Blog from April, 2014

In response to reported connectivity problems between a Fermi file server and batch machines, Scientific Computing Services installed an upgraded operating system patch on the affected server and on a number of other hosts. This upgrade has improved connectivity for the Fermi production system.

Scientific Computing Services staff worked with our user community to discover and report a file corruption issue in our batch processing environment. The Red Hat vendor provided a solution which has now been deployed on approximately 1000 RHEL6 general batch farm systems, mitigating the problem.

Scientific Computing Services held a second Town Hall Meeting for Unix Users on Thursday April 10.  In addition to providing updates on our Unix, Storage and HPC services, we had discussions on planning computing outages and managing the batch environment.   We are polling the community to schedule two more Town Hall meetings this year.

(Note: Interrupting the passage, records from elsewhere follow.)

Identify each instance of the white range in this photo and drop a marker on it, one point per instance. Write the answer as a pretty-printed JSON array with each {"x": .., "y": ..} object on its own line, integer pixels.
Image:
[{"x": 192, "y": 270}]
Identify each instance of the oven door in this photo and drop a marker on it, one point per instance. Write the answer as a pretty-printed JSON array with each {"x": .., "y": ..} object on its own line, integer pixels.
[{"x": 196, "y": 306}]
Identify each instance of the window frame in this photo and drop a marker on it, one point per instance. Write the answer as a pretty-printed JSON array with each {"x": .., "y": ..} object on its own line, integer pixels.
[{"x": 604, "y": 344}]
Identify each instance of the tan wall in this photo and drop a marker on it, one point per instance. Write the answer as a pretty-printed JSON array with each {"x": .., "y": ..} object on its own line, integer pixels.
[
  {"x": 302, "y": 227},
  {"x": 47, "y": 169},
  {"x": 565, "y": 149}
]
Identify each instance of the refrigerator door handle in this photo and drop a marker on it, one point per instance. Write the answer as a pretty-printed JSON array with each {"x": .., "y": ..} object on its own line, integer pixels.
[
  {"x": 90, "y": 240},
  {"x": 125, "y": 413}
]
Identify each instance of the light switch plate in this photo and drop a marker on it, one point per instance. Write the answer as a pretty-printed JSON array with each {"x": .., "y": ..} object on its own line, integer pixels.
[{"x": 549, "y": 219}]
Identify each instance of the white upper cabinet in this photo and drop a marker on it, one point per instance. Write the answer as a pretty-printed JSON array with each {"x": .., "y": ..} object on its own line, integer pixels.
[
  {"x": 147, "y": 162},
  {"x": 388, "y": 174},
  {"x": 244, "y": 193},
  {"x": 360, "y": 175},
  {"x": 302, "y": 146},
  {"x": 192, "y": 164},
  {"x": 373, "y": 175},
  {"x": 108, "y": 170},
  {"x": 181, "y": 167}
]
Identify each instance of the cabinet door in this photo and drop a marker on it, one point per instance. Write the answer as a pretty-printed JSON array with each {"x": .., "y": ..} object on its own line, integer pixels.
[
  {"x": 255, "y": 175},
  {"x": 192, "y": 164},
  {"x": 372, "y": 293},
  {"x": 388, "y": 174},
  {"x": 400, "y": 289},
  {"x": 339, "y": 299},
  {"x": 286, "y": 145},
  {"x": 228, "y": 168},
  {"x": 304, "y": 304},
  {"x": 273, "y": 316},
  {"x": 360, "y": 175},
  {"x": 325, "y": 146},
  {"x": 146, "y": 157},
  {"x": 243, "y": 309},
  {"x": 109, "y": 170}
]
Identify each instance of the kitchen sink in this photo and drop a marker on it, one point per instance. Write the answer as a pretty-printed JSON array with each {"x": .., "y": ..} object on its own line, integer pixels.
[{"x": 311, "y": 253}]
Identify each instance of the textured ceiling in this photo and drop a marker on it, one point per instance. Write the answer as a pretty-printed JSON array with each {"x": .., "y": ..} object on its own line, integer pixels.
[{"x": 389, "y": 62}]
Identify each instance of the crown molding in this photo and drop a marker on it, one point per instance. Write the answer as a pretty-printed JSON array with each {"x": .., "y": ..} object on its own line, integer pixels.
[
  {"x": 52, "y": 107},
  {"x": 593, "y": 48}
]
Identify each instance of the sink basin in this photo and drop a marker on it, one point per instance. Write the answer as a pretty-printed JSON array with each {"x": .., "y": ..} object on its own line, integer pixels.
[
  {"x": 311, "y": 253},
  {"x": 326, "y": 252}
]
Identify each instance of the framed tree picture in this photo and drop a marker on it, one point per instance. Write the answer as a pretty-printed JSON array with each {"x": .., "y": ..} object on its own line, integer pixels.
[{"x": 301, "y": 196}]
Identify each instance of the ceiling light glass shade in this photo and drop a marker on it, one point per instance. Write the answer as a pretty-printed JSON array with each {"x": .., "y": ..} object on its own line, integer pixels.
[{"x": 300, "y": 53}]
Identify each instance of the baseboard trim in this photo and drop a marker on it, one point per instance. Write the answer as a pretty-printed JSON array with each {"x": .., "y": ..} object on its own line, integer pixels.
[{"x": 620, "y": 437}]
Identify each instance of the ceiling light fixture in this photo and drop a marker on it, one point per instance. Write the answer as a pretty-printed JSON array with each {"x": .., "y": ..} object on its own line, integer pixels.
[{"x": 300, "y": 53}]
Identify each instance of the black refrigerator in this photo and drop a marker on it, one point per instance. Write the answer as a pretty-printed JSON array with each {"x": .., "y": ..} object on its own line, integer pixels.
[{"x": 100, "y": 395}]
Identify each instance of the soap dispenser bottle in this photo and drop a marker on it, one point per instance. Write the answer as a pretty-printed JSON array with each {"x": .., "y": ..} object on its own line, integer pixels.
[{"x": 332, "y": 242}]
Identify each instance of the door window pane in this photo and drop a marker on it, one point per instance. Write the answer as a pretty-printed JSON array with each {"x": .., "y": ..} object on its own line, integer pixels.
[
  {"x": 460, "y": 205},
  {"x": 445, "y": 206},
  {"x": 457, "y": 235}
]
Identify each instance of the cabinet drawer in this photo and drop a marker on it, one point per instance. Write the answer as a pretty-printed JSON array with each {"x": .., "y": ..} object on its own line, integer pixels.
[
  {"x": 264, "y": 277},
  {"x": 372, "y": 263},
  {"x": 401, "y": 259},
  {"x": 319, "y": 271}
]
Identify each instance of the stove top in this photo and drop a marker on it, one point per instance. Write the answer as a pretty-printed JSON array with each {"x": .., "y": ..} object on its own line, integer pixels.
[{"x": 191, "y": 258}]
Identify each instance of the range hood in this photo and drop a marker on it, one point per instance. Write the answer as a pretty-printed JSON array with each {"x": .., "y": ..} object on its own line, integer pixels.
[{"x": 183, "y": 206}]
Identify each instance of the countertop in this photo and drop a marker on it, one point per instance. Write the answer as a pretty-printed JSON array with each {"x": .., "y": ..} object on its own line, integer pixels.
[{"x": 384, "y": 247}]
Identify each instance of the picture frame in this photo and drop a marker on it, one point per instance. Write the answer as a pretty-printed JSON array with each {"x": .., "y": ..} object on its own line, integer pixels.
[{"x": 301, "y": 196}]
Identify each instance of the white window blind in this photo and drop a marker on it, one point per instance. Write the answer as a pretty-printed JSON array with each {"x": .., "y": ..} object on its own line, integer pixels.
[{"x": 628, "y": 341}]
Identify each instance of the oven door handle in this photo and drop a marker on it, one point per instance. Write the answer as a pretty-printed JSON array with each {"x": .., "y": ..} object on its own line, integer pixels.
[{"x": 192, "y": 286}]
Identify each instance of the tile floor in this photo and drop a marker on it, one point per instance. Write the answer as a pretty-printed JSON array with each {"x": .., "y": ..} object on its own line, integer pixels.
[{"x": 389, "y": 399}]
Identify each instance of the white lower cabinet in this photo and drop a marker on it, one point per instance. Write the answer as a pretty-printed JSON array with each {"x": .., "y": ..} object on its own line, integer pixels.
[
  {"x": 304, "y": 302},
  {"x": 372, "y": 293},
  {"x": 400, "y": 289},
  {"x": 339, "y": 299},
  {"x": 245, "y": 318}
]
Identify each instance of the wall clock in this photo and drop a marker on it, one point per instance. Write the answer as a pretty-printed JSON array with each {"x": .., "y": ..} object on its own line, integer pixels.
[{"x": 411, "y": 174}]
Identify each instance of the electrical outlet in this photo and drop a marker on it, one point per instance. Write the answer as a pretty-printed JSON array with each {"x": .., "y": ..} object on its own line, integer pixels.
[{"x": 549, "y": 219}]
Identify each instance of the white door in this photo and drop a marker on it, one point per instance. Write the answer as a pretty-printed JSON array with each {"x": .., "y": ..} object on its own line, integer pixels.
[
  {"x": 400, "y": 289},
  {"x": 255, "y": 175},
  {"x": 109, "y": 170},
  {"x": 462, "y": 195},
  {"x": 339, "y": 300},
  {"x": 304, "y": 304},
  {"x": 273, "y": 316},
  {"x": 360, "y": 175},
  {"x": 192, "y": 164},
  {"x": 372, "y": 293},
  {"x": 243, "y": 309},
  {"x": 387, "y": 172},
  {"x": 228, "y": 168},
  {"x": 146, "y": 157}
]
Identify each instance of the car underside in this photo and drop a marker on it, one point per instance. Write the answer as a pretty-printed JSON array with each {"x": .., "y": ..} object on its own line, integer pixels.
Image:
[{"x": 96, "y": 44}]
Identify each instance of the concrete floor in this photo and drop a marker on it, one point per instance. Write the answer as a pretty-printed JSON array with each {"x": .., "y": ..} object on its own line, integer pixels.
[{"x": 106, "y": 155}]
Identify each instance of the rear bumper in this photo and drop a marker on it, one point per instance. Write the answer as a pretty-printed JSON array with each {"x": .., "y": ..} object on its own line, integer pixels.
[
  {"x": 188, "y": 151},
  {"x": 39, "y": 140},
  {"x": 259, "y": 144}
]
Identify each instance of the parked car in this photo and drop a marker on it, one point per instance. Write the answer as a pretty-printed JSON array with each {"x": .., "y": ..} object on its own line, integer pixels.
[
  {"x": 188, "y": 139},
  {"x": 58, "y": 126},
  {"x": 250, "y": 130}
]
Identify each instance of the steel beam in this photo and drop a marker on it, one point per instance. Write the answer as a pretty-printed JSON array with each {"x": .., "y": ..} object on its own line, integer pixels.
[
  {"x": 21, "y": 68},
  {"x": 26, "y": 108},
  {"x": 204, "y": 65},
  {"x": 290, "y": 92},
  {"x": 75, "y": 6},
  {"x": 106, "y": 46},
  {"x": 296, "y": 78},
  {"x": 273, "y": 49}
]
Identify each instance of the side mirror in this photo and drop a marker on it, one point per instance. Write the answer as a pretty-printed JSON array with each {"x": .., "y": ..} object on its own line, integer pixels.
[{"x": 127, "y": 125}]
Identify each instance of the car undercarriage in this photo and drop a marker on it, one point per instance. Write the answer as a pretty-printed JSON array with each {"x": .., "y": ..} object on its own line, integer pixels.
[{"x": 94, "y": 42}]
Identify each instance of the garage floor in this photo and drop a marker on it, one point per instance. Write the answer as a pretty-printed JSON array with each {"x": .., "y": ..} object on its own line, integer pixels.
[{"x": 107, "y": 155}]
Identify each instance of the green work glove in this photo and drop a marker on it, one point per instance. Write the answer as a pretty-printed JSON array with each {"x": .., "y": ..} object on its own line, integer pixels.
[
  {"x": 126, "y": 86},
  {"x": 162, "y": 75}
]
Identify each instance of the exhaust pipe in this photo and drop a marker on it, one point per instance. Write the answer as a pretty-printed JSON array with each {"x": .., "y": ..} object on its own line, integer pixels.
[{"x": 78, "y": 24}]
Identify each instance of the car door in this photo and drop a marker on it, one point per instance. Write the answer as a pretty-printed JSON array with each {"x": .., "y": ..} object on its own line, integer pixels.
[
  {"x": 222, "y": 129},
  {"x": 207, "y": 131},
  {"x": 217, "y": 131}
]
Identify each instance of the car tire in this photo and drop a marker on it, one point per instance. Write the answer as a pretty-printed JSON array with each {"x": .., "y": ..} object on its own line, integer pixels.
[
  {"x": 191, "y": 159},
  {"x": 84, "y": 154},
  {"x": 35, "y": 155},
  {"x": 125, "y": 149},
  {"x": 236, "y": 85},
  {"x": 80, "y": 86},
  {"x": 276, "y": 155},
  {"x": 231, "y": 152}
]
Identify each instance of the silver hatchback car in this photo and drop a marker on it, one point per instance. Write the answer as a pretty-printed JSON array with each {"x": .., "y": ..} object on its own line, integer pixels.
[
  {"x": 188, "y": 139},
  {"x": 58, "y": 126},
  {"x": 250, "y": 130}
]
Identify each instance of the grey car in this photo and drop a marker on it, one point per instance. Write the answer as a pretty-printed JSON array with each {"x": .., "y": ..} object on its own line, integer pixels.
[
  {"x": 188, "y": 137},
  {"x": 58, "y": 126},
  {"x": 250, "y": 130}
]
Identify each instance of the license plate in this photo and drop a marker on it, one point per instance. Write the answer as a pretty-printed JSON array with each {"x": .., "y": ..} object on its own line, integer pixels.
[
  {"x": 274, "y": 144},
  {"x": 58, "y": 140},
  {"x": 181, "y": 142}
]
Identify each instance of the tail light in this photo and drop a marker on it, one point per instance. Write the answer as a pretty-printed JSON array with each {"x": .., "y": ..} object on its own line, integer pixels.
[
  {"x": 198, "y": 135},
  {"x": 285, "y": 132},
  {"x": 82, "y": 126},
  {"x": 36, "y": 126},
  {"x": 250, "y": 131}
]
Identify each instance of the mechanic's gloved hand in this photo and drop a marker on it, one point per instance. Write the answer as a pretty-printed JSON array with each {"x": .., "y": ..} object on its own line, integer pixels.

Computing Division staff completed the migration of 55 servers from an old Cisco 6500 network switch to newer Cisco Nexus Top-of-Rack switches.   This project involved months of coordination and communication with teams in Networking, Operations, and Scientific Computing Services, as well as with our customers.  The result is the decommissioning of a switch that had reached end-of-service-life and a reduced risk of failure in our networking infrastructure.

Scientific Computing Services implemented Network File System (NFS) monitoring on each node of the batch cluster to more quickly identify specific hosts that are not processing jobs properly.  This enables SCS to shut down problem nodes promptly and prevent batch jobs from failing.

Scientific Computing Services improved the configuration of the SLAC hosts used for File Transfer Protocol (FTP) file distribution service.  Anonymous access was modified to protect information and authenticated access was discontinued.   Both changes improve the security of the FTP service at SLAC.